Ray Douglas Hurt is an American agricultural historian, academic and author. He is a professor of history at Purdue University.

Hurt is known for his research on the Great Plains, Civil War, Native Americans, technology, and the American South, West, and Midwest, as well as the Green Revolution. His work places the economic and political aspects of agricultural history in an environmental and social context. Hurt is the author of numerous books including ’’The Ohio Frontier: Crucible of the Old Northwest, 1720-1830’’, ’'The Great Plains during World War II’’, The Big Empty:  The Great Plains in the Twentieth Century, Agriculture and the Confederacy:  Policy, Productivity, and Power in the Civil War South, Food, Agriculture during the Civil War, and The Green Revolution: Science, Politics, and Unintended Consequences, among others.
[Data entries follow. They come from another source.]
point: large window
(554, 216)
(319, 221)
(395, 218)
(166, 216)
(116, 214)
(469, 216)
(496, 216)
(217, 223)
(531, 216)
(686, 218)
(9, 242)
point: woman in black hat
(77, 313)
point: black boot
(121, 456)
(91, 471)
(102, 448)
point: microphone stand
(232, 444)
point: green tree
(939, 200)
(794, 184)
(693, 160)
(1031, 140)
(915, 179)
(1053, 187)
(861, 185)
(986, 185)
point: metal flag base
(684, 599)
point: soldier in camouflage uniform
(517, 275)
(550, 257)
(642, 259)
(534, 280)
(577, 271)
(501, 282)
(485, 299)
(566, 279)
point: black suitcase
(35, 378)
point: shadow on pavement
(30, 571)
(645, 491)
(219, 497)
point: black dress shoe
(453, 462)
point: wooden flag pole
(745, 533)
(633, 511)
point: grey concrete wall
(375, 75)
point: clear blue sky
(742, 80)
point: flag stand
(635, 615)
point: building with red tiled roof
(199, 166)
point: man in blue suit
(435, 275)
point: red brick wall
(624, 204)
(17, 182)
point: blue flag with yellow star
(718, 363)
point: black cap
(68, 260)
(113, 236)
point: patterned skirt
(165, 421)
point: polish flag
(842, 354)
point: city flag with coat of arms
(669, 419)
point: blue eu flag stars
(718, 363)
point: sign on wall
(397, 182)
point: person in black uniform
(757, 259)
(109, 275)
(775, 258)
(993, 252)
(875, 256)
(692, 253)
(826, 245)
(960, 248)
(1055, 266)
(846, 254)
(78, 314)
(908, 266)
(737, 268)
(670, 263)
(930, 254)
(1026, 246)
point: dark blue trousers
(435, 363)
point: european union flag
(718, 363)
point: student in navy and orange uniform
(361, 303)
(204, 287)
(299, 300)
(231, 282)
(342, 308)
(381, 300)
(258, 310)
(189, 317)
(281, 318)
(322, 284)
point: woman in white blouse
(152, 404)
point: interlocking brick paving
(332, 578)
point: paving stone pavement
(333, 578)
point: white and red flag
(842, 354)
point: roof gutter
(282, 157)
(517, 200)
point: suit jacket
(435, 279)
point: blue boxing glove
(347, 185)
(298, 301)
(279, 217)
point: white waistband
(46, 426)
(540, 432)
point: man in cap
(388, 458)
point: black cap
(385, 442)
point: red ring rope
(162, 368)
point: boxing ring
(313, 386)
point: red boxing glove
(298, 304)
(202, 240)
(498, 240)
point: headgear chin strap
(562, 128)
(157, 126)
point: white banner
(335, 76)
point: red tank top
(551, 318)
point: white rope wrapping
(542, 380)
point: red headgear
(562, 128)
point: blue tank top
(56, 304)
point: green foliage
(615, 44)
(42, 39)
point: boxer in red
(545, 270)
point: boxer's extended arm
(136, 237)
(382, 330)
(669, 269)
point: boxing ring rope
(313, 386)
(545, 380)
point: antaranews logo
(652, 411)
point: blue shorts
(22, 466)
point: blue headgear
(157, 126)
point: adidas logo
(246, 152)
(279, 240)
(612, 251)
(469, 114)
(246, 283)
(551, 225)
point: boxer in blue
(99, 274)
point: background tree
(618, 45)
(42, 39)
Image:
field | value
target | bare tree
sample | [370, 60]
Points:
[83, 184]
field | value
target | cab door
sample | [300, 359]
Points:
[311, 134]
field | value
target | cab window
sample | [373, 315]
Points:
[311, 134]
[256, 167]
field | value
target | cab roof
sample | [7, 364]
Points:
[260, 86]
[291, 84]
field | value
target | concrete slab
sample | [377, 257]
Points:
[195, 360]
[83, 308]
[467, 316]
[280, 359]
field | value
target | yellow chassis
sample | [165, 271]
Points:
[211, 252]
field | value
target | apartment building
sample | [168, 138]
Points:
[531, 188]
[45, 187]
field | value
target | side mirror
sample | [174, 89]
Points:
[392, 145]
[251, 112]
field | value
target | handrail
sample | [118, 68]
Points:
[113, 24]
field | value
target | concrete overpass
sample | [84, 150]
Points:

Hurt has served as the president of Agricultural History Society and as a Big XII Faculty Fellow. Hurt has also served on award committees for Ohio Valley History and the Indiana Historical Society. Hurt has served as the editor of the Missouri Historical Review, Ohio History, Agricultural History, and The Henry A. Wallace Series on Agricultural History and Rural Life.

Education
Hurt studied at Fort Hays State University and received his bachelor's degree and master's degree in 1969 and 1971, respectively. He then earned his doctoral degree from Kansas State University in 1975.  He has been a Smithsonian Postdoctoral-Fellow in the History of Science and Technology, 1976–1977.

Career
Following his postdoctoral fellowship, Hurt held the position of a visiting assistant professor at Texas Tech University, 1977–1978.  He then held concurrent appointments as a curator of agricultural history at the Ohio Historical Society and as an adjunct associate professor of history at the Ohio State University. From 1986 till 1989, he was the associate director of the State Historical Society of Missouri. He then joined Iowa State University as an associate professor in 1989 and was promoted to professor in 1992. In 2003, Hurt left Iowa State University to become professor and head of the department of history at Purdue University. He remained head of the department until 2018.

Research
Hurt's research is focused on the Great Plains, Civil War, Native Americans, technology, and the American South, West, and Midwest, along with the Green Revolution. He has worked on placing the economic and political aspects of agricultural history in an environmental and social context. He also published a paper on the various possibilities and pitfalls regarding the museum studies for historians.

Agricultural history of America
Hurt's work on the agricultural and rural history of America resulted in a book titled American Agriculture: A Brief History which focused on the major economic, technological and scientific developments regarding American agriculture from the colonial period. Hurt also has analyzed various contributions and studies conducted on American agricultural history and reviewed the discipline of American agricultural history in scholarly publications.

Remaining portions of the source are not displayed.